Feth Ali Han’a karşı verilen bu mücadelenin ardından çevresinde güçlü bir hanlık istemeyen Kerim Han, Penah Ali ve oğlu İbrâhim’i danışman sıfatıyla Şîraz’a getirtti. Penah Han 1759’da burada öldü. Karabağ’a dönen İbrâhim Halil Han ile yokluğundan faydalanarak hanlığı ele geçiren kardeşi Mehreli arasında hanlık mücadelesi başladı (Ehmed Bey Cavanşir, Karabağ Hanlığının Tarihi, s. 57). Bu mücadeleyi 1763’te İbrâhim Halil Han kazandı ve Mehreli’yi Kuba’ya kaçmaya mecbur bıraktı. Ancak mücadele Mehreli’nin öldürüldüğü 1785 yılına kadar sürdü. Bu arada Ruslar da Kafkaslar’da giderek etkili rol oynamaya başlamışlardı; 1783’te Gürcistan’ı kontrolü altına alarak Kafkaslar’daki dengeleri kendi lehlerine bozdular. Rus desteğini arkasına alan Gürcü Kralı II. Irakli Karabağ hanlığını tehdit etti. Bu tehdit karşısında Osmanlı Devleti’ne başvuran Karabağ hanı, Osmanlı Devleti’nin Rusya ile ilişkilerini bozmak istememesi dolayısıyla beklediği desteği alamadı. Bu arada Rusya’nın himayesini kabul eden Gürcistan’ı ve kendisine itaat etmeyen Karabağ Hanlığı’nı cezalandırmak için harekete geçen İran Şahı Kaçarlı Ağa Muhammed Han 1795’te büyük bir orduyla Şuşa’yı kuşattıysa da alamadı. 1797’deki ikinci kuşatma sırasında Ilısu’ya çekilen İbrâhim Halil Han, Ağa Muhammed’in Haziran 1797’de öldürülmesi üzerine iki ay kaldığı Ilısu’dan hanlığına geri dönerek idareyi kardeşinin oğlu Mehmed’den geri aldı. Ağa Muhammed Han’ın yerine geçen Feth Ali Şah da Karabağ hükümetini ona verdi. Bu iyi ilişkiler Rus ordularının Gürcistan’a yerleştiği 1801’e kadar sürdü. Rus Çarı I. Aleksandr’ın tahta çıkmasıyla Kafkasya’ya daha da ağırlık veren Ruslar, 1802’de Bakü ve Karabağ’ın kendilerine tâbi olmasını istedilerse de bu teklif kabul edilmedi. Ruslar’ın Ocak 1804’te Gence’yi işgal etmeleri üzerine İbrâhim Halil Han 1805 Mayısında Kürekçay’da imzaladığı on bir maddelik antlaşma ile Rusya’ya tâbi oldu. Ancak daha sonra Şubat 1806’da Rus General Tsitsianov’un Bakü’de öldürülmesini de fırsat bilerek Ruslar’ı Karabağ’dan çıkarmayı planladıysa da Ruslar’ın bundan haberdar olması üzerine 10 Haziran 1806’da ailesiyle birlikte katledildi.

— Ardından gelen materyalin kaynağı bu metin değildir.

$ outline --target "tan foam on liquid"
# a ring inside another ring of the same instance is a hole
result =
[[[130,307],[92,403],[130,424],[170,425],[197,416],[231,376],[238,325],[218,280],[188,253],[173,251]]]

İran-Rus savaşlarının (1804-1813) ardından yapılan Gülistan Antlaşması ile Karabağ Ruslar’a bırakıldı ve 1822’de çarın fermanıyla hanlık lağvedildi. 1868’e kadar Bakü vilâyetine bağlı bulunan Karabağ Gence vilâyeti teşkil edilince buraya bağlandı. Rusya’da çarlık rejimine karşı meydana gelen isyanlar sırasında 1905’te Karabağ’da Âzerî ve Ermeniler arasında çatışmalar çıktı.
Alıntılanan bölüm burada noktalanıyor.